Truth plus emotional distance is Gervais’ stock in trade. He latches onto aspects of life not that well thought out, demanding consequence and logic; when it’s not present, regardless of whether it’s the diet of a 350-pound woman or a swimming elephant, he attacks. He is brash and penetrating, his routine filled with sharp asides, one of which is a straight theft from Eddie Izzard, and he never apologizes for anything that might go a bit too far, even his Anne Frank jokes. It’s easily forgotten that his attire when he enters the stage includes a crown and a cape. Symbolically, though, they linger as all of Gervais’ attacks come from a position of power.
Fat people, gay sex options, a theoretical meeting between Hitler and Nietzsche, the lack of moral consequence in Humpty Dumpty and animal facts from the Internet — it all works because it’s based on truth, whether the story concerns something he saw on the “Jerry Springer Show,” read on a pamphlet in 1989 or occurred at a public restroom near his house 30 years ago.

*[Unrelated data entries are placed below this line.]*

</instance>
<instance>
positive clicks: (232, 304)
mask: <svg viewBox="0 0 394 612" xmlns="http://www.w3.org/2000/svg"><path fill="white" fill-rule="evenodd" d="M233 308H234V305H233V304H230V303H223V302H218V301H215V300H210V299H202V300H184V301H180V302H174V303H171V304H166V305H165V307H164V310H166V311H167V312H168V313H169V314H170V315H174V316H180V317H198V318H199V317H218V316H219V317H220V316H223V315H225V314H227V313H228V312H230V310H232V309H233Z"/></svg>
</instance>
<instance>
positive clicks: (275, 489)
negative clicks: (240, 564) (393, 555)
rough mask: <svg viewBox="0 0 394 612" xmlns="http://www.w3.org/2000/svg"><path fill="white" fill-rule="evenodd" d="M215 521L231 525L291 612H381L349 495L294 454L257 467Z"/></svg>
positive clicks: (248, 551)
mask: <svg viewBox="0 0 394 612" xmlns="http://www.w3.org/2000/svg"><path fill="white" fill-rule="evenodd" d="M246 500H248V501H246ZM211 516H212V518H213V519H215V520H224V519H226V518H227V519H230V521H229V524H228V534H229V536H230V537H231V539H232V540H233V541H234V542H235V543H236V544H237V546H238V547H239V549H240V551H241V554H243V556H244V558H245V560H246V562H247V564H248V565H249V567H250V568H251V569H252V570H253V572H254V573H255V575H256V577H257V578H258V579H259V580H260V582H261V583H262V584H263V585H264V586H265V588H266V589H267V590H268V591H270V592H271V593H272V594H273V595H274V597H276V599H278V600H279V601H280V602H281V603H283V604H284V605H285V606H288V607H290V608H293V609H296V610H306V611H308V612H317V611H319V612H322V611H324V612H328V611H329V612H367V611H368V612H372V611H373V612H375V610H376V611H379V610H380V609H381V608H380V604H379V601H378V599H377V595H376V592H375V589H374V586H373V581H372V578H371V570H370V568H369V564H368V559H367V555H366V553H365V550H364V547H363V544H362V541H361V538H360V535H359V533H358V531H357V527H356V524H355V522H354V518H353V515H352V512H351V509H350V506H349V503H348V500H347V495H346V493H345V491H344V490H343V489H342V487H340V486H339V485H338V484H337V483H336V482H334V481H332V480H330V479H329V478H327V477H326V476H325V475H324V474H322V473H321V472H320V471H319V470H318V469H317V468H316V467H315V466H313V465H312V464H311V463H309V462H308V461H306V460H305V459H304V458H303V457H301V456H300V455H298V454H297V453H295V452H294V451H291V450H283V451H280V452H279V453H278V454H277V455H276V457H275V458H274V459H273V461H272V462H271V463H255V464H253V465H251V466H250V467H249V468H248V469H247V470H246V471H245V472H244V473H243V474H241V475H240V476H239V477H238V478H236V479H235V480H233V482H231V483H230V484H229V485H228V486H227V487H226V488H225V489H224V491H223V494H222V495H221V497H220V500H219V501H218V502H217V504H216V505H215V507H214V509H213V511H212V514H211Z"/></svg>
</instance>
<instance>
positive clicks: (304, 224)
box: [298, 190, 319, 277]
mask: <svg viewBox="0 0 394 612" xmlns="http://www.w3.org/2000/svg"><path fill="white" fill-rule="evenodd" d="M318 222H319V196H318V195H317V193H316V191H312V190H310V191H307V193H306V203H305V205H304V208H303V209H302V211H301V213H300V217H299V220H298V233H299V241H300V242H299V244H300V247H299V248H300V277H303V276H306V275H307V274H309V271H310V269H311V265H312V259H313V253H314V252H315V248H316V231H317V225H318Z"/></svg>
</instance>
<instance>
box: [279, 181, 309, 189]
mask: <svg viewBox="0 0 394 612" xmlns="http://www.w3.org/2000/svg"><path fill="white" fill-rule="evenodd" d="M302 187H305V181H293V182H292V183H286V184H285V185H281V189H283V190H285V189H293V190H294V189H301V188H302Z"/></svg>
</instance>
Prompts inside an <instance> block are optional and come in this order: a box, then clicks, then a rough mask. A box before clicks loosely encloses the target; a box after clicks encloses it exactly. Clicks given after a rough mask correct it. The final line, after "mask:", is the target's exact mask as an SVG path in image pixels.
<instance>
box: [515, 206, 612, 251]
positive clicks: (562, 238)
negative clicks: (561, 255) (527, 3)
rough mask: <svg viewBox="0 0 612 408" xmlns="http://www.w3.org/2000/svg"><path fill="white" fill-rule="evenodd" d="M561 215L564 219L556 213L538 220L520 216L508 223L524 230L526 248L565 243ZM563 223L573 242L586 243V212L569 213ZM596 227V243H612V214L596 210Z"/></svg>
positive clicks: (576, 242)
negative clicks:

And if anyone at your office questions whether commandos actually wear underpants, you know where they have been.
Race and politics are the only hot-button topics that do not make it into his Out of England show, which played two nights in L.A. and is booked tonight through Wednesday at the WaMu Theater at Madison Square Garden in New York. (HBO is taping in Gotham).
A running joke in his routine concerns his charity work, which leads to an elevated sense of entitlement and some shenanigans inspired by the movie “Rain Man.” Uproariously funny at its conclusion, it works as well as his TV shows, stripping away at the behavior of the privileged to reveal the fool.